Heroes of the Equinox was republished in July 1996 in black and white by Fantasy Flight Publishing (an offshoot of Fantasy Flight Games) in two issues as standard American sized comic-books as part of an unsuccessful attempt to translate and print several European comic book series including Spirou et Fantasio and Lucky Luke.
In November 2004, iBooks published Valerian: The New Future Trilogy (ISBN 0-7434-8674-9) collecting the albums On the Frontiers, The Living Weapons and The Circles of Power in one volume reduced to standard American graphic novel size. These were the only Valérian stories iBooks published and the company has since declared bankruptcy.
The scripts have been written by a French team under the supervision of Peter Berts while Charles Vaucelles was responsible for the realisation of the characters and Vincent Momméja was responsible for the design of the locations and spacecraft. Music is by Alexandre Azzaria. In the French dub of the series Valérian is voiced by Gwendal Anglade and Laureline by Mélodie Orru. Three trailers were released to promote the series: the first on 24 April 2006, the second on 10 October 2006 and the third on 30 August 2007.
The series differs from the original comics in that Valerian comes from the year 2417, instead of 2720, and meets Laureline in the year 912 instead of 1000. Whereas in the comics Valerian takes Laureline back to the 28th century without any trouble, in the animated series this results in Earth disappearing from the solar system.
According to Animation World Network, "Time Jam - Valerian & Laureline sets out to answer the question: Where on Earth has Earth gone? Valerian and Laureline, our two young heroes, seem to be the only representatives of the human race in the unsafe galaxy where the nightmarish Vlagos are conspiring to control the world. Sent out on an assignment by the head of STS (the Spatial-Temporal Service), Valerian and Laureline discover the existence of a time-portal, a mysterious phenomenon, which may hold the key to the recovery of Earth. The series from Dargaud Marina mixes 2D and CGI animation with an anime touch”. The series has also been sold to Belgium, Spain, Israel and Morocco.
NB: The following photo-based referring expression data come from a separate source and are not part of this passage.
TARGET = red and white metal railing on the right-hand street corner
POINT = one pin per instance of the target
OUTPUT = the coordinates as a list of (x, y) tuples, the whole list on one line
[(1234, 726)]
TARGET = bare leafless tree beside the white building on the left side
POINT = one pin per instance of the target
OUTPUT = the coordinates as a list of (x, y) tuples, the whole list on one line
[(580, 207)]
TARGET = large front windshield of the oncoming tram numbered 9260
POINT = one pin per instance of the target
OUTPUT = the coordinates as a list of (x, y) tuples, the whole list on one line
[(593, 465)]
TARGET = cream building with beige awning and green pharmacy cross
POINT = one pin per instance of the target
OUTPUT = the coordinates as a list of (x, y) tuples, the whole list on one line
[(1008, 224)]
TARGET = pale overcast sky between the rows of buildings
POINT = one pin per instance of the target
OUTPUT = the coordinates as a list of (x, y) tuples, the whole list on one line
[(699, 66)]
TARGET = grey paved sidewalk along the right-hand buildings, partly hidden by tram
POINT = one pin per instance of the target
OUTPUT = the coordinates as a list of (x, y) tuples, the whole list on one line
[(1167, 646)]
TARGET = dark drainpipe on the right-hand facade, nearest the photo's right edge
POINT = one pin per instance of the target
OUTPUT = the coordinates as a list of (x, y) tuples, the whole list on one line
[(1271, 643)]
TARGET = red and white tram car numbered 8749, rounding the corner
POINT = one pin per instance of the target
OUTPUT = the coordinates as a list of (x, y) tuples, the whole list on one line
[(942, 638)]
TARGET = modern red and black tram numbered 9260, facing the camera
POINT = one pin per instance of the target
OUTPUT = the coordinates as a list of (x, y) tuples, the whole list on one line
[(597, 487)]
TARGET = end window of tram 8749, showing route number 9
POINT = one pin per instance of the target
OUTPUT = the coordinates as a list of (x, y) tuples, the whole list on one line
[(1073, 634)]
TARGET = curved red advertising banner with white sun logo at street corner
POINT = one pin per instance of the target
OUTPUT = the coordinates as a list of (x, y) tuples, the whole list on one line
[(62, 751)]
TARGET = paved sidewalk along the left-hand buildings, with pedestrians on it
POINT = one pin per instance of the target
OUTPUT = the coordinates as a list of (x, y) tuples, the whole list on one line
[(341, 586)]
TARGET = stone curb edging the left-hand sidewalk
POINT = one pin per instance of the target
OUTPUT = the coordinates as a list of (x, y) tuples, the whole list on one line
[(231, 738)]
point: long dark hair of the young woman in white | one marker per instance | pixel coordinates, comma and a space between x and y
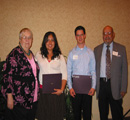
56, 50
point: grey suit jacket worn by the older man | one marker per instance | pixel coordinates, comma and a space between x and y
119, 70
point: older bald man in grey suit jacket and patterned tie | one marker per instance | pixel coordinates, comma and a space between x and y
112, 75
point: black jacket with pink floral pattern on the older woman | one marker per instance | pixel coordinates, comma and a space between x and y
18, 78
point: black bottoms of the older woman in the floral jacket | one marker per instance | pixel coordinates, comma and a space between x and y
20, 113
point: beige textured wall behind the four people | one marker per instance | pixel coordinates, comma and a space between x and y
62, 16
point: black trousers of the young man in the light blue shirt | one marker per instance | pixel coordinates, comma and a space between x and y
82, 102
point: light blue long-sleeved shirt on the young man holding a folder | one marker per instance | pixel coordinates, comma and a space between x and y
81, 61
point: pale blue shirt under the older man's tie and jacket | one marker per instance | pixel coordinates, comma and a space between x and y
103, 59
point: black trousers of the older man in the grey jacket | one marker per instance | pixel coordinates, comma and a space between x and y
106, 99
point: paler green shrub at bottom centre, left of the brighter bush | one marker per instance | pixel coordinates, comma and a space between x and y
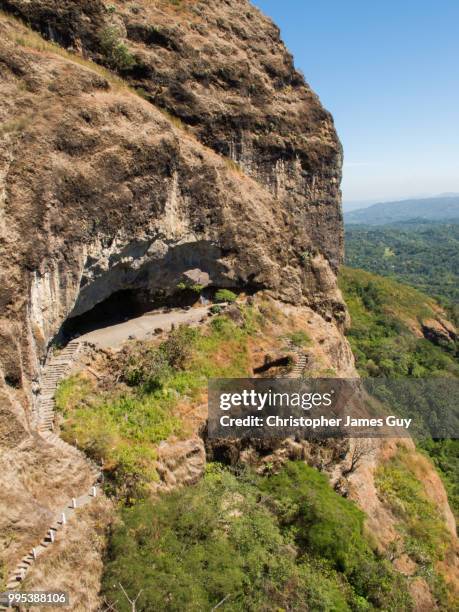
195, 547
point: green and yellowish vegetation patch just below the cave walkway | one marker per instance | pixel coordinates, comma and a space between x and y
123, 425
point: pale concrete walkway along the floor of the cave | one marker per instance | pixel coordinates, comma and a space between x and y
142, 327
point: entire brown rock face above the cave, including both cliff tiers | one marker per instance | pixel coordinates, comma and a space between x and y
101, 192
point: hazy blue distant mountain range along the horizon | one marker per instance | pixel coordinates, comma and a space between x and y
440, 208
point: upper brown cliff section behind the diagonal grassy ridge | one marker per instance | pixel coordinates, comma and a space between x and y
221, 68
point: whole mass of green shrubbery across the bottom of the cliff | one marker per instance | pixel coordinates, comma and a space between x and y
287, 541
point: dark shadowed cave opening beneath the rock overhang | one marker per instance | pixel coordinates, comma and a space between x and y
188, 275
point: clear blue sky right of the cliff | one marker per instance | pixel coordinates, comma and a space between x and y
389, 72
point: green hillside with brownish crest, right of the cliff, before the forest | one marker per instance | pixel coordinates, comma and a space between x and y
387, 336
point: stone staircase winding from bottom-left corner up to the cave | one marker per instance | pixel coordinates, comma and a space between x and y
56, 368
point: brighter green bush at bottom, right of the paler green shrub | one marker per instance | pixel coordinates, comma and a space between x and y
331, 527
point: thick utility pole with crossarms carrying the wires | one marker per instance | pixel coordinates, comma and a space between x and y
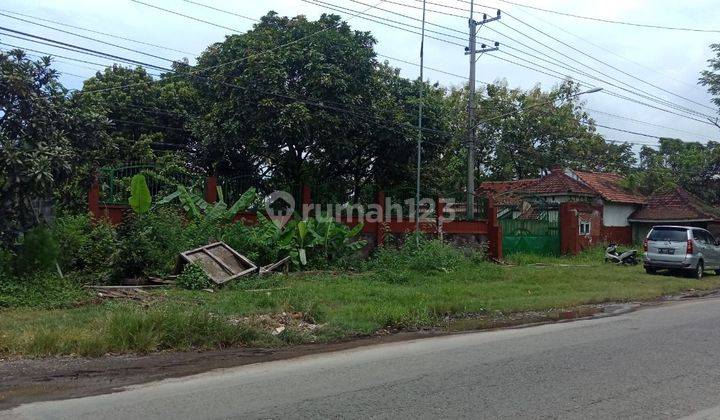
472, 51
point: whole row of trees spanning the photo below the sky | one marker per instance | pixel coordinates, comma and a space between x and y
297, 101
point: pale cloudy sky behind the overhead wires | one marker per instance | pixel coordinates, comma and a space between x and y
670, 60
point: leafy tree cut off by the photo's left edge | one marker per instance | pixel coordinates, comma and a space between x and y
37, 129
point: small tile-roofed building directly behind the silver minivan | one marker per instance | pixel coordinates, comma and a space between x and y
676, 207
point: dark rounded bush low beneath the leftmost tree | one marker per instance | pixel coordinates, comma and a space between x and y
38, 251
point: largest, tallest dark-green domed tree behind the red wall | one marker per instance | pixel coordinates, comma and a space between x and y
307, 101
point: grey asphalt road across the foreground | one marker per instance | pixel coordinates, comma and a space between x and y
654, 363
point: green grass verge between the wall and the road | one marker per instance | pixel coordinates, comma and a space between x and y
337, 306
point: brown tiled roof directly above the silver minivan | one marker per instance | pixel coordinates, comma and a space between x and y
677, 204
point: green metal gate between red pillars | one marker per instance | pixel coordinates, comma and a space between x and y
530, 236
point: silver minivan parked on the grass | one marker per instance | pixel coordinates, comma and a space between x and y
684, 248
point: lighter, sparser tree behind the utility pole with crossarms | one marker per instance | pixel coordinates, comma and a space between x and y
521, 134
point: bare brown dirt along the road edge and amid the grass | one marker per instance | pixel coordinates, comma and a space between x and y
29, 380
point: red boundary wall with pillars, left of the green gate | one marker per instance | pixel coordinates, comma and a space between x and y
438, 226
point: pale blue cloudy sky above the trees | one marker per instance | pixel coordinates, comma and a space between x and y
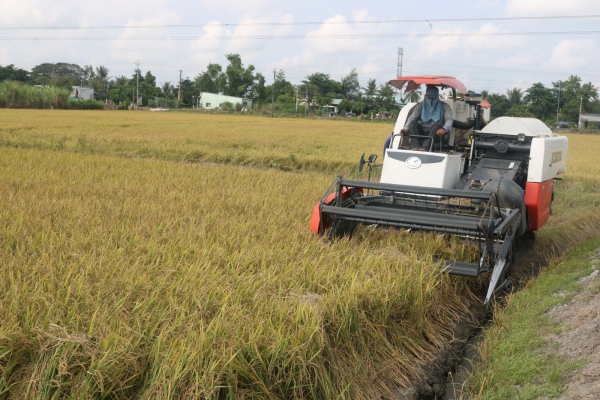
302, 37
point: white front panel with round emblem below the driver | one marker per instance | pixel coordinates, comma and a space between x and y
417, 168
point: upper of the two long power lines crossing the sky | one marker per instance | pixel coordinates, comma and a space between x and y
301, 23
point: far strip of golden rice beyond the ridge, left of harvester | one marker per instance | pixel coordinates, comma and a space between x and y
287, 144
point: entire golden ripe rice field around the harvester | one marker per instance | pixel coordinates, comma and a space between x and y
128, 275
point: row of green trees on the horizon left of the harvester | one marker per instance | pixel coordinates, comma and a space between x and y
235, 79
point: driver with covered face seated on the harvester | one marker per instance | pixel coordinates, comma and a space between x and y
431, 117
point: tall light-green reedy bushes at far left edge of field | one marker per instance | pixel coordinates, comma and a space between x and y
19, 95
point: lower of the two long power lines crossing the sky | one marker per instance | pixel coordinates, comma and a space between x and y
287, 37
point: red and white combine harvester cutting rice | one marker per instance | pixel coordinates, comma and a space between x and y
491, 184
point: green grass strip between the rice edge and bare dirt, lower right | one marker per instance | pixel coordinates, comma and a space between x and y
517, 359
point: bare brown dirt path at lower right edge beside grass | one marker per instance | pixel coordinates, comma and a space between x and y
580, 337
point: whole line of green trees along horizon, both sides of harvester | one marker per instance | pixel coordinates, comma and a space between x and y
317, 89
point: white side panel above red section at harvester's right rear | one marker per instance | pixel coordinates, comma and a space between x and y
548, 158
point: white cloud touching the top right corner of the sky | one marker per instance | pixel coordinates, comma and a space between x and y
550, 7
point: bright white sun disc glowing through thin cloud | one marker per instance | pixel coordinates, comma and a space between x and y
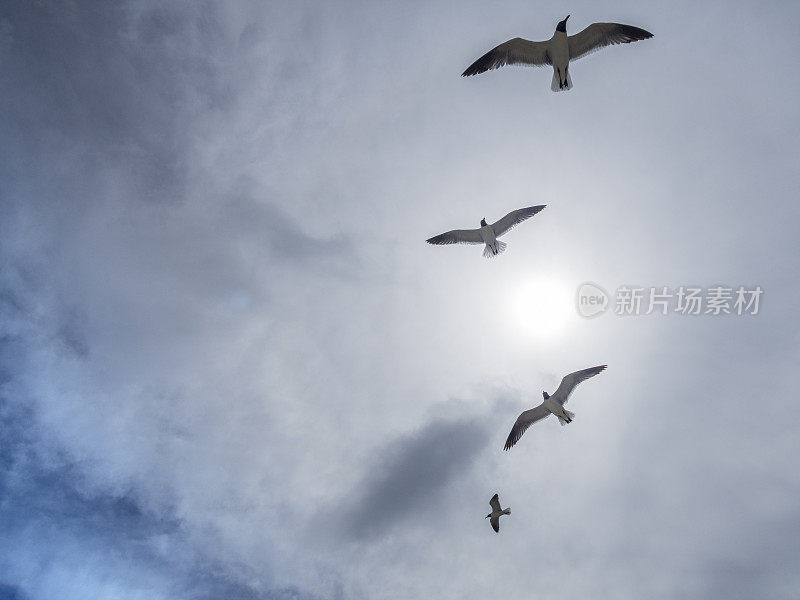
542, 307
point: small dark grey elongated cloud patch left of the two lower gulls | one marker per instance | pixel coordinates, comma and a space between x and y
411, 474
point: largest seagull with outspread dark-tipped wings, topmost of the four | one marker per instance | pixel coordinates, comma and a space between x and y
558, 50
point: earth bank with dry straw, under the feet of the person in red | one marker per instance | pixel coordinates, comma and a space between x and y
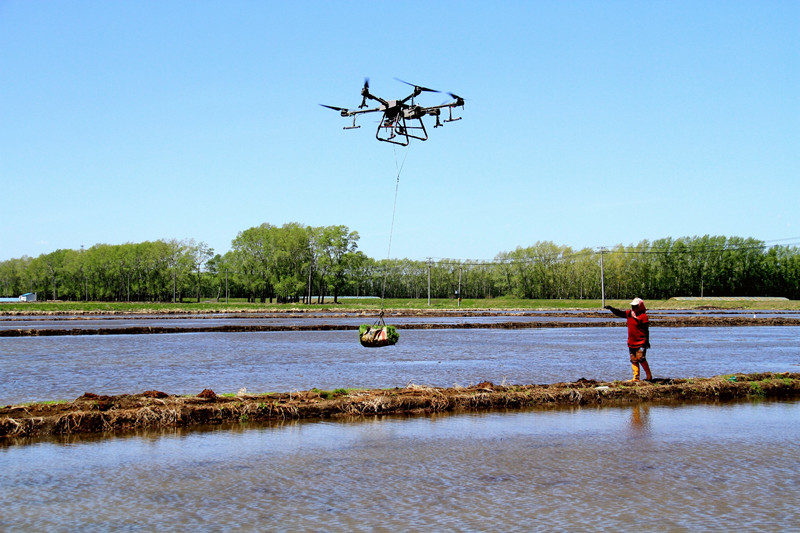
92, 413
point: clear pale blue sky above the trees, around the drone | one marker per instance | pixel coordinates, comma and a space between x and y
586, 123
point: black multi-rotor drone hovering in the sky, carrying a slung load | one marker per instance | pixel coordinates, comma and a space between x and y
402, 119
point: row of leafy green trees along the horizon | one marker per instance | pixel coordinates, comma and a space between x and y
298, 263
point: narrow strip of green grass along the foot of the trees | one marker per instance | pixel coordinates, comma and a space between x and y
354, 304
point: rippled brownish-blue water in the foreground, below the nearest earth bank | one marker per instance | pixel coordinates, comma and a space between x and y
657, 468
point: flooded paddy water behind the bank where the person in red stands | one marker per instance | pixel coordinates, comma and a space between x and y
48, 368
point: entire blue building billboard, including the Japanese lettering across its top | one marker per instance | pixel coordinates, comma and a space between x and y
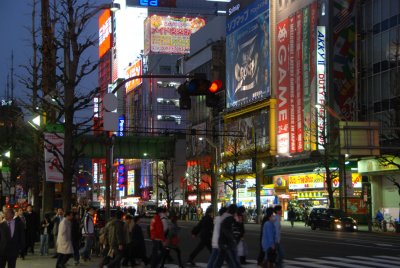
247, 53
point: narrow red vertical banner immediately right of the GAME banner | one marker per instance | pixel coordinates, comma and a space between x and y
292, 87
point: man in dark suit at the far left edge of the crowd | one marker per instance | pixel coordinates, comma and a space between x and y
12, 239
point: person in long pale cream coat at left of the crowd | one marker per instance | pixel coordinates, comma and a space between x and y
64, 241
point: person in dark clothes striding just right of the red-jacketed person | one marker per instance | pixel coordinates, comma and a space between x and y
204, 230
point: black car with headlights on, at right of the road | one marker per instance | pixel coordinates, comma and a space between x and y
332, 219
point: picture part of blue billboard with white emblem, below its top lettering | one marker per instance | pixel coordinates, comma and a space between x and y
248, 63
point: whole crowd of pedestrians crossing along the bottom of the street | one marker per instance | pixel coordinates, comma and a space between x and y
121, 241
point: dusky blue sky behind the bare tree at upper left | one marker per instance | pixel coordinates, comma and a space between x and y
15, 22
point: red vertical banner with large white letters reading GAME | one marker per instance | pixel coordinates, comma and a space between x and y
282, 46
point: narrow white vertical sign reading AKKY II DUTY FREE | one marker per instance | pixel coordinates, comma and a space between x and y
321, 85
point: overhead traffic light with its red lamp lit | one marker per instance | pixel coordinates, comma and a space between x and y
199, 87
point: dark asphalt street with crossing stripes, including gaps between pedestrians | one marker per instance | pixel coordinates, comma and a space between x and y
303, 248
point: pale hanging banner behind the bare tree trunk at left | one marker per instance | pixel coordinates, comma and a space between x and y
53, 155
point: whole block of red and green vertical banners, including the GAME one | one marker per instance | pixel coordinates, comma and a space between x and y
297, 76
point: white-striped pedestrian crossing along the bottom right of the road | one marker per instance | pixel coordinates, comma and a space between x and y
324, 262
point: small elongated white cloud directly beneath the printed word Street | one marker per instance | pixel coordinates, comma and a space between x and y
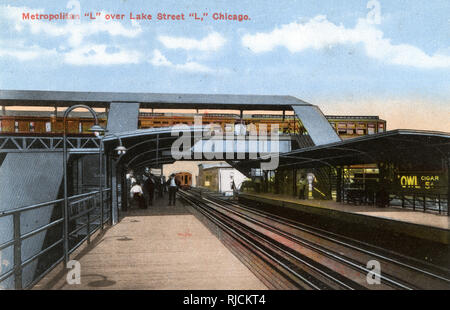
212, 42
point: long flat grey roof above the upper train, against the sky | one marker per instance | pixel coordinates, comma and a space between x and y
149, 100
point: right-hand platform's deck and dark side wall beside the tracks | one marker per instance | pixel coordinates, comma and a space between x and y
384, 224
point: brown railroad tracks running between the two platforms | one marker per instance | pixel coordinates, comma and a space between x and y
303, 257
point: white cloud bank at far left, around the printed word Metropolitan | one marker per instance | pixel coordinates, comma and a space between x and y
73, 52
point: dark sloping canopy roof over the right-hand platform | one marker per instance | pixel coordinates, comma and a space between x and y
421, 148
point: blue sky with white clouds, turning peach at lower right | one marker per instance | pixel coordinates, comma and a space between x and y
369, 57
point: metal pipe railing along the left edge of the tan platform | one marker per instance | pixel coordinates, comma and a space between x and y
84, 220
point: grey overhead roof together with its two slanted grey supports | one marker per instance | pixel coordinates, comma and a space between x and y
124, 107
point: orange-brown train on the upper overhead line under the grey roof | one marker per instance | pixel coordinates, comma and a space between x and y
43, 123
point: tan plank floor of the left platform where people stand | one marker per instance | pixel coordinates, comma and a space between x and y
163, 248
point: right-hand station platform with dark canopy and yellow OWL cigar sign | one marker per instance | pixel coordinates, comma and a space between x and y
426, 152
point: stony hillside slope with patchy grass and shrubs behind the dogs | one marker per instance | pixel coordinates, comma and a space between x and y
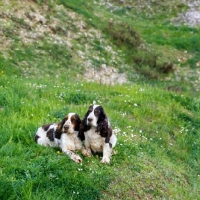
137, 40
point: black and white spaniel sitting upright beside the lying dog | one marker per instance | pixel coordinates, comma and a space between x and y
97, 131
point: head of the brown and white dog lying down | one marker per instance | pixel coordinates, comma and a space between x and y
69, 124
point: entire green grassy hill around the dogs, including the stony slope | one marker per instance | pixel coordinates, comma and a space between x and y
58, 56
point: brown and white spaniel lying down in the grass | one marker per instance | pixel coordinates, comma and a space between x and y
64, 135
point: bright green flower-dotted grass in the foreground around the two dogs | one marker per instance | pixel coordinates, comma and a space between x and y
157, 146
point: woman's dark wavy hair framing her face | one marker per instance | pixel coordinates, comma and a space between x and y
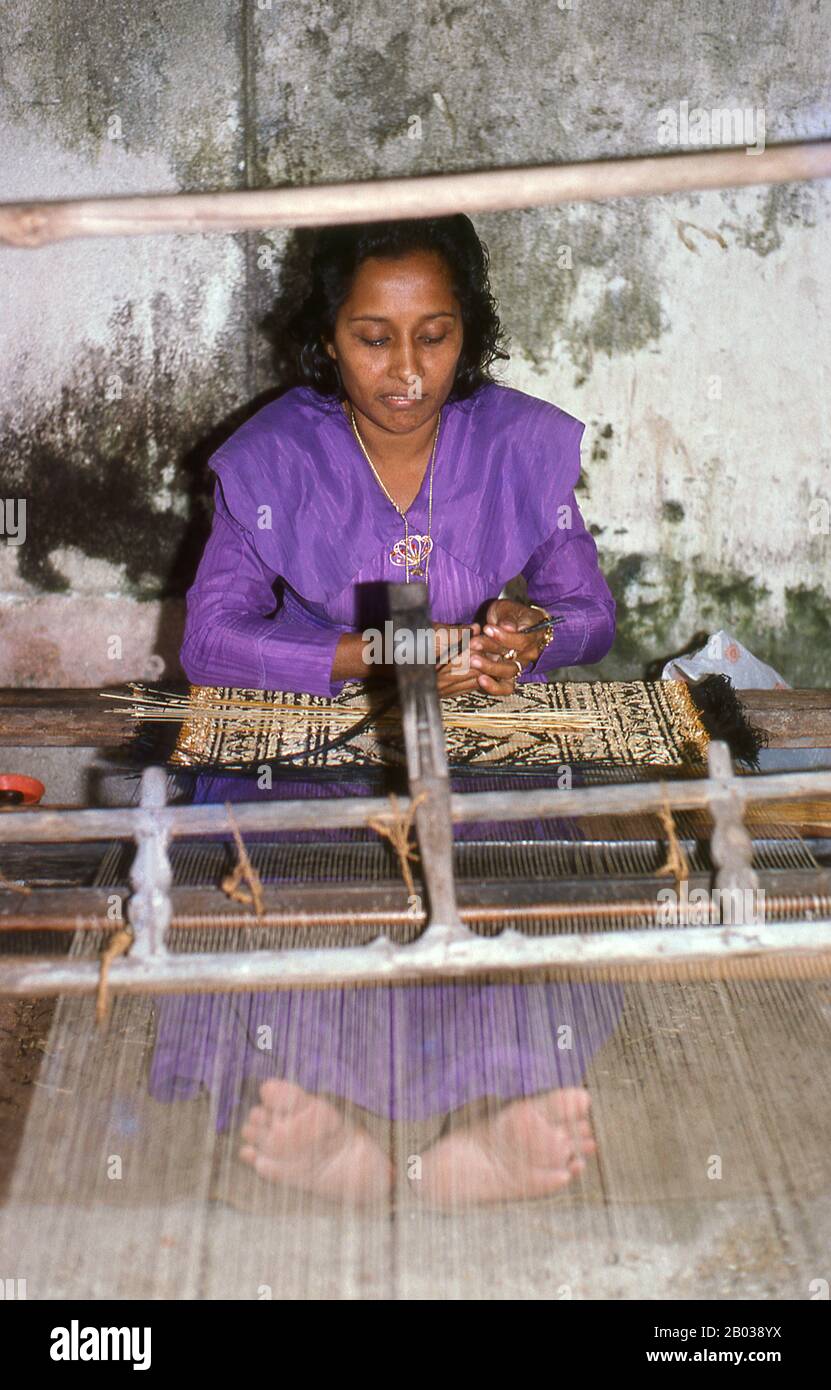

The notion of making an animated adaptation of Valérian dates beck to at least 1976. In 1982, Mézières produced concept art for an episode titled The Asteroids of Shimballil (Les Astéroïdes de Shimballil) which was later published in 2000 as an appendix to the album release of Bad Dreams. In 1991, Dargaud Films financed the production of a three minute pilot, directed by Bernard Deyriès and animated by Studio 32 in Paris and Luxembourg, but nothing came of this venture. Several stills from this pilot episode were published in Mézières Extras. Another pilot, directed by Florient Ferrier, was made by the French animation studio 2 Minutes in 2001. Nothing came of this attempt either.